O sucesso da Fliporto
Arnaldo Niskier
Mais uma vez – e ainda em Olinda - realizou-se a Feira do Livro de Pernambuco, popularizada com o nome de Fliporto, para alegria do seu organizador, o escritor Antonio Campos.
Um dos pontos altos do evento foi o bate-papo entre dois grandes conhecedores da obra de Gilberto Freyre (Casa Grande e Senzala): Marcos Vilaça e José Paulo Cavalcanti. Foram referidas as amizades de Gilberto com personalidades como Mauro Motta, Oliveira Lima e Manuel Bandeira. Episódios de muita graça vieram à tona, inclusive a quase desconhecida paixão de Gilberto por futebol. Era torcedor do Sport Club do Recife e fã de um famoso licor de pitanga.
Diante de um enorme público, presente na sala principal da Fliporto, abordou-se a reconhecida vaidade de Gilberto e a reação de intelectuais paulistas à sua competência literária. Pura inveja. Lutava para defender os seus amigos.
Antes, no mesmo palco, falou o escritor Frei Beto, que contou curiosas passagens do seu convívio com Fidel Castro e a sua intermediação junto aos bispos católicos de Havana para atenuar a reação da Igreja ao novo regime. Chegou a enviar 1.000 bíblias em espanhol para Cuba. Foram totalmente consumidas pela população, numa prova eloquente de fervor religioso.
Na Casa Brasil, falei sobre o encontro que tive com Gilberto Freyre, no Instituto Joaquim Nabuco. O tema era a “pedagogia dos trópicos” e desenvolvi com tranquilidade, até que faltou luz no auditório. Não era possível continuar. Ele, então, me chamou para a sua sala, onde ainda havia a luz do entardecer no Recife, e ficamos uma boa meia hora conversando. Não consegui convencê-lo a aceitar sua candidatura à Academia Brasileira de Letras. Dizia que não queria pedir votos a ninguém, e nem vestir aquele fardão.

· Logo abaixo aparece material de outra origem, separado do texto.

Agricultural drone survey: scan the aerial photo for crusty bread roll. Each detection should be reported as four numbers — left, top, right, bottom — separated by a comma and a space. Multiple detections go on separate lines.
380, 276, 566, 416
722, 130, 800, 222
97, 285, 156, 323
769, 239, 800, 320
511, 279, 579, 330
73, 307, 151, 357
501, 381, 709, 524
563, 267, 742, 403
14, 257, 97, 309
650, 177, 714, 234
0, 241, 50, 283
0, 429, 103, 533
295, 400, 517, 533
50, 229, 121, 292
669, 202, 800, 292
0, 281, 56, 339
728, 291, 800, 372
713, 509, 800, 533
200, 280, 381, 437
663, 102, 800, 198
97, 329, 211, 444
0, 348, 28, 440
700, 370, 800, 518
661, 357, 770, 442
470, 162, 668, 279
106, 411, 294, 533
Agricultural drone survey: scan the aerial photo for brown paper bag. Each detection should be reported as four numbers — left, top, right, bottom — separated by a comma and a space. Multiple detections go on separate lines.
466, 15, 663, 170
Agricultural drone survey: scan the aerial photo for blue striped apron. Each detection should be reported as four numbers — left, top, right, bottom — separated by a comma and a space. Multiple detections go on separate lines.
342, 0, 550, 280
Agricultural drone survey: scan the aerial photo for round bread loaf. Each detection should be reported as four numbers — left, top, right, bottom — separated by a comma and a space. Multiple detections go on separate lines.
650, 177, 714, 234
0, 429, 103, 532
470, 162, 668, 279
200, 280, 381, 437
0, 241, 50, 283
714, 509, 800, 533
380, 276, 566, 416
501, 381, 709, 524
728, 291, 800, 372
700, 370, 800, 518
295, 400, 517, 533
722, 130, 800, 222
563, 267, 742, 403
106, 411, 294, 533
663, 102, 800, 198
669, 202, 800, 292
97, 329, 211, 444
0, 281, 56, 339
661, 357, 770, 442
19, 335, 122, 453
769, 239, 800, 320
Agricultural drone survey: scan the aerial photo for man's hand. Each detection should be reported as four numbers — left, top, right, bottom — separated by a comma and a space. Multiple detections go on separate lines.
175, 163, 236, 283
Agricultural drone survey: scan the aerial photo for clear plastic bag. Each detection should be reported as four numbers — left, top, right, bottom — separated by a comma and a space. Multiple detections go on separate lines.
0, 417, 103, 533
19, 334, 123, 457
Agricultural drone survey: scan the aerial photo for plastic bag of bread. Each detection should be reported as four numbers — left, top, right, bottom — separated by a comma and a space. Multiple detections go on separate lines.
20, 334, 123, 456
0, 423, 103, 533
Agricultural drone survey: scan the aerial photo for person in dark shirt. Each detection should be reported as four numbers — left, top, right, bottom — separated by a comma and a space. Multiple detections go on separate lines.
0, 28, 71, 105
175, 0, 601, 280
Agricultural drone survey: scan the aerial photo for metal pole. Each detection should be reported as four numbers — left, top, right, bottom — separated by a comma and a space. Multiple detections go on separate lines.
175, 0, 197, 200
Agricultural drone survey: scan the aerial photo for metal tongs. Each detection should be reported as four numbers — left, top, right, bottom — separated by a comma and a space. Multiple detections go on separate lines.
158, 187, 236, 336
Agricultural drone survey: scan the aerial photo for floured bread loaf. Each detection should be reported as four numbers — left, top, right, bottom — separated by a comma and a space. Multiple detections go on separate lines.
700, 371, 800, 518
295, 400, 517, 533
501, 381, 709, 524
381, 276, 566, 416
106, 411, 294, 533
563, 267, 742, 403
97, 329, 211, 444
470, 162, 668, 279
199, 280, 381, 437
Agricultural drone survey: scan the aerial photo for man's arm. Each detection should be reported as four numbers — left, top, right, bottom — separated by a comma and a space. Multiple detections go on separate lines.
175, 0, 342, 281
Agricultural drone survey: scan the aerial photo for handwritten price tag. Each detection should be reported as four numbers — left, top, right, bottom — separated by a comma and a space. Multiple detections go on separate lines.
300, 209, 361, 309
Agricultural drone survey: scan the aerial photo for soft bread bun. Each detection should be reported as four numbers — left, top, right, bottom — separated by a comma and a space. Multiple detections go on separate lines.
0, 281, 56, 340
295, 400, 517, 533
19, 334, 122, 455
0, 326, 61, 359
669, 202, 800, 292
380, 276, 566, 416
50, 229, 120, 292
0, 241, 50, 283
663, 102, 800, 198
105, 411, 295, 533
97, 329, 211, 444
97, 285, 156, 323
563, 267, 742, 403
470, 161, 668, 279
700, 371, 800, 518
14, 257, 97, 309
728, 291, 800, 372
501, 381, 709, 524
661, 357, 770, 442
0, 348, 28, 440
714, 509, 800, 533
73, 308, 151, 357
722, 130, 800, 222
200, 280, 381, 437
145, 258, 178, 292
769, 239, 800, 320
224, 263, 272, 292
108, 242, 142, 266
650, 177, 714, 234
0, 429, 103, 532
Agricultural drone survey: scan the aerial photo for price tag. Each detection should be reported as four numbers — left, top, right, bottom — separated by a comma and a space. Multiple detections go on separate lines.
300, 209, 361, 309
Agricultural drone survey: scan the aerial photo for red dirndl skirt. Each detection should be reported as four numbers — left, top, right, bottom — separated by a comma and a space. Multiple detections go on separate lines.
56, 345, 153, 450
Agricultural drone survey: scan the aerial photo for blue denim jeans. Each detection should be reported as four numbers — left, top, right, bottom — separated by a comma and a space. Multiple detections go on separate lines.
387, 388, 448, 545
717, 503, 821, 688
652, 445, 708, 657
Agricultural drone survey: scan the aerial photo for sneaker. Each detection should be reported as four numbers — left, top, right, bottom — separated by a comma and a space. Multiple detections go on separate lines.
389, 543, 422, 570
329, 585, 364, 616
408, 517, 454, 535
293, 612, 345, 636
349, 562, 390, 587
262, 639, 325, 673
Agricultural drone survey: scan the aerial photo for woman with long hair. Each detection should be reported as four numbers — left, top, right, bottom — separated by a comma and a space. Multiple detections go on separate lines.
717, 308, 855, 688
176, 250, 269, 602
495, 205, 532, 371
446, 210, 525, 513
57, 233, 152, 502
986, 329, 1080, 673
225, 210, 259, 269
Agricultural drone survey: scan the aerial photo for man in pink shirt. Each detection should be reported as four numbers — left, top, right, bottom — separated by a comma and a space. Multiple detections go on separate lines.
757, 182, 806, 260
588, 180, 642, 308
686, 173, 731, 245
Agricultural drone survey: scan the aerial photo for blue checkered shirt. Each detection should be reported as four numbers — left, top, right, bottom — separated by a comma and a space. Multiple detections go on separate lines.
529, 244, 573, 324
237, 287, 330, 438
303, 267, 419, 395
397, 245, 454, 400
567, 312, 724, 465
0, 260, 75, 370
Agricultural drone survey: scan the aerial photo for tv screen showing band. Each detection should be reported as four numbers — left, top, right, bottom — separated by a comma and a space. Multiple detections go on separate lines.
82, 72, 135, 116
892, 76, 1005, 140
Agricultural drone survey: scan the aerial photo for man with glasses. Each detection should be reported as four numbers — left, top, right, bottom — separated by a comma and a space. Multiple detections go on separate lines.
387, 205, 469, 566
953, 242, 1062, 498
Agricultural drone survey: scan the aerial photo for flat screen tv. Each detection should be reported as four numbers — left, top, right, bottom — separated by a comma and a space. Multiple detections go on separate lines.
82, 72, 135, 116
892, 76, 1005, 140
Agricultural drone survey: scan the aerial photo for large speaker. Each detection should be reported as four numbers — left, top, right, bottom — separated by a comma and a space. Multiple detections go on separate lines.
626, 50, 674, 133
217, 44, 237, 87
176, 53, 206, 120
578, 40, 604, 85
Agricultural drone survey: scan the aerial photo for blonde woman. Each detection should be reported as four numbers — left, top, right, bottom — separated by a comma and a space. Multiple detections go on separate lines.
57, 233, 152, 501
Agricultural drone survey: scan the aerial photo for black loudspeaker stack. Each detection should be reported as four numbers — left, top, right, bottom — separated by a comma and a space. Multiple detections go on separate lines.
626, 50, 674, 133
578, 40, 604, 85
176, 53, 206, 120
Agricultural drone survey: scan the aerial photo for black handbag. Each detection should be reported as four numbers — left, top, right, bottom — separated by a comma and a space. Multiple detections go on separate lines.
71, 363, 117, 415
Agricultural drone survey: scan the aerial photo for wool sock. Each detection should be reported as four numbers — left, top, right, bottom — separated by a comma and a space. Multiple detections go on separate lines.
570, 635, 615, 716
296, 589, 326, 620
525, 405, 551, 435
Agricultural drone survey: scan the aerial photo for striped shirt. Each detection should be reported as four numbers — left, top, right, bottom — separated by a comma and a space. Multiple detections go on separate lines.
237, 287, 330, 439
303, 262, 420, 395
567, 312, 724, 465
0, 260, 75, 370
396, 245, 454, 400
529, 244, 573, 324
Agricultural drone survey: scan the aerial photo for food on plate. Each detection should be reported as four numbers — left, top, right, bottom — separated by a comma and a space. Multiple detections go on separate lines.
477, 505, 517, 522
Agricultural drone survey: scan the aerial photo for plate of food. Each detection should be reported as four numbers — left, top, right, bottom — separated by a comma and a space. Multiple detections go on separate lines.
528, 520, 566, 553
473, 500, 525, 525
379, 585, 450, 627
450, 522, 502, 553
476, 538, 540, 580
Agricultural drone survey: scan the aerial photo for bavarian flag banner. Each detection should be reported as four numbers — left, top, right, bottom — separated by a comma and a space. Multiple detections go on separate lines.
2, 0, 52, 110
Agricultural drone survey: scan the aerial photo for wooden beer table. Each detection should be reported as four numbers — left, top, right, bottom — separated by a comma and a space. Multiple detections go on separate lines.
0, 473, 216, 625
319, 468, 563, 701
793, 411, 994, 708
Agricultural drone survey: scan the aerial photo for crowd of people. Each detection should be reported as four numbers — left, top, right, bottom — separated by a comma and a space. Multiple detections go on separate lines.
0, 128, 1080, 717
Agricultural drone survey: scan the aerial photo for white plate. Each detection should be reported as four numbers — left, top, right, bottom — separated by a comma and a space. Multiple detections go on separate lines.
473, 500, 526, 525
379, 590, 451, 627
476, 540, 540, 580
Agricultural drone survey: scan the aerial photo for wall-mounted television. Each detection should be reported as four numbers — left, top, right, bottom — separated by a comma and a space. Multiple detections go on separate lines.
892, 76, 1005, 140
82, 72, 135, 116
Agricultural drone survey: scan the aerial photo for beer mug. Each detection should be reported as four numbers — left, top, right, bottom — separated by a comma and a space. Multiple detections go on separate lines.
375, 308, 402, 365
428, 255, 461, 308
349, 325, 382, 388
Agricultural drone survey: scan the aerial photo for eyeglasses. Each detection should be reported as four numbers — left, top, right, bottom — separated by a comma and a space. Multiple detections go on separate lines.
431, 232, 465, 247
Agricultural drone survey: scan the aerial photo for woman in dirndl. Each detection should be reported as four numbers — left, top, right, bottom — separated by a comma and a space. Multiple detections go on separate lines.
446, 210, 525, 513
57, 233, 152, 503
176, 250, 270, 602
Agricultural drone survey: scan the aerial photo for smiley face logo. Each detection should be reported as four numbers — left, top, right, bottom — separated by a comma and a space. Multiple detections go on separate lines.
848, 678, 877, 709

Com a volta da luz, pude completar a minha conferência, abordando o regionalismo, na obra de Gilberto Freyre. Também a defesa que fazia do valor da língua portuguesa, que ele queria cada vez mais respeitada. Não apreciava a mania brasileira de copiar as coisas do estrangeiro, caracterizando o que ele chamava, desdenhando, de transplantação de cultura. Devíamos agir em defesa das nossas perspectivas socioculturais.
Foram muitas as atrações da Fliporto, como o debate sobre política internacional entre os escritores Sílio Boccanera e Geneton Moraes, com a abordagem do que se convencionou chamar de “primavera árabe”. Na Casa Brasil, patrocinada pelo JB, a pintora Christina Oiticica, esposa de Paulo Coelho, explicou todo o seu processo de criação, que inclui uma temporada dos quadros sob a terra, como aconteceu em diversos sítios internacionais, a partir de Santiago de Compostela. Depois da sua exposição, foi lançado o livro “Contando a arte de Christina Oiticica”, escrito por Patrícia Luna, também presente ao evento.
Vale registrar que a Fliporto repetiu o sucesso dos sete anos anteriores, recebendo desta feita, em Olinda, cerca de 75 mil pessoas.